I am still doing this on my own, still have 100% custody of my son, which i chose to share with the ex, when he actually follows through. I pay all my bills, don t ask for anything. I will have 6 weeks of maternity leave this time, because of short term disability insurance at work, and i am considering flying one of my parents again from Europe, for help when i go back to work.

The whole in laws thing still bothers me. They are a stress and drain of energy and i don t think we can repair things, since they are unwilling to talk about it or take any responsability in it. But they expect to be treated as if they belong here, and they belong in the delivery room. I do not.
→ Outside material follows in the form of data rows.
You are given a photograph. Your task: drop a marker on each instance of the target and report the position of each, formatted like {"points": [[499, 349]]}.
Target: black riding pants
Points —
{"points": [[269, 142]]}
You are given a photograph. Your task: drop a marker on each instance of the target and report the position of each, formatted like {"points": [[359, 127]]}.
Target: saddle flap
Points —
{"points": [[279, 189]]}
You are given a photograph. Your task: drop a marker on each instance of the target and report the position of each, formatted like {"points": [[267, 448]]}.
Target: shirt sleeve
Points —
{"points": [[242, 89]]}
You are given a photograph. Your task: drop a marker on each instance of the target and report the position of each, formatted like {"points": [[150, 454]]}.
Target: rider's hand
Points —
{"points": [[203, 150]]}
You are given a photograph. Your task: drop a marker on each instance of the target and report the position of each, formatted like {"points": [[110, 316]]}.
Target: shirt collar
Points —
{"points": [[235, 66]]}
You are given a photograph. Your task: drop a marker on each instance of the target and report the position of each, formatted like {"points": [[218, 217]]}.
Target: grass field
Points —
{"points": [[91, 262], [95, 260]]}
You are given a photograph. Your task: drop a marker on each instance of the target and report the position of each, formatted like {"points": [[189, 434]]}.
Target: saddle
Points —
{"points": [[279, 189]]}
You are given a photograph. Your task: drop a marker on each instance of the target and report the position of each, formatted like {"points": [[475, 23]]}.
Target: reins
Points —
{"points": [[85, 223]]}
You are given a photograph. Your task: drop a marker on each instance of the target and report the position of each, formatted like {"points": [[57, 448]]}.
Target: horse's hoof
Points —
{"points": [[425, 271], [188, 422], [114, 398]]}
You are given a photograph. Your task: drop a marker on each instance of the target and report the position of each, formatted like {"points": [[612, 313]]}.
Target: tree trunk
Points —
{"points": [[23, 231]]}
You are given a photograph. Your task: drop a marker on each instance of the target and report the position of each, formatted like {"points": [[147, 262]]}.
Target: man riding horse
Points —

I want a peaceful birth and since I will be going through this alone again, i don t want to be looked down on and judged and my friends that truly do help me, be given the evil eye.

At the same time i want them to be part of our children s lives. I encourge all visits and activities. I just don t want them in my face, pretending. I can t pretend. I take responsability for having now, two children with an immature man, knowing he may never grow.
I am ok woth doing this on my own but i don t want them to act as if they re helping and they belong and I need to be grateful for it.

I don t know how to keep my peace, except for asking them to leave me alone and not show up until a couple of weeks after the birth to meet the baby, and on my terms. Last time they insisted on taking my son to their house for a day a week, which hurt breastfeeding and broke my heart. Just imagine having your 8 week infant taken away 24hrs a week and you re left there in a silent house with leaky breasts. It feels like pure hell.

Am I being bitter and unreasonable? My ex says: “don t i have a say in all this?”

He s never stood up for me with his parents. He never stands up to them at all. I think he talks about me to them, as an emotional, irrational person who has to be talked to a certain way so as not to trigger unnecessary displays of emotion. They treat his father the same way, because out of all of them he has some empathy and speaks from the heart occasionally. They compare me to him.

All i see…is that that man worked to support a family of 5 most of his life and that i am strong, driven, authentic and capable like him. A provider and a protector and a very good mom, the only constant in my son s life

Am I unresonable about any of this? Is there some other answear or solution that i am not seeing în my sadness? Can you give me some insight into my inlaws perspective so i may develop more empathy for them? I know it will be very hard, alone with two children and no family, and i am going to need so much help but i know from experience, it will not come from my ex or his parents.

I want to heal, forget and forgive. This pregnancy is making me face things again and i have to make some decisions that are best for me and my children.

Help!

I do not think you are in the wrong. You are entitled to feel how you feel. Do what you need to do to feel better.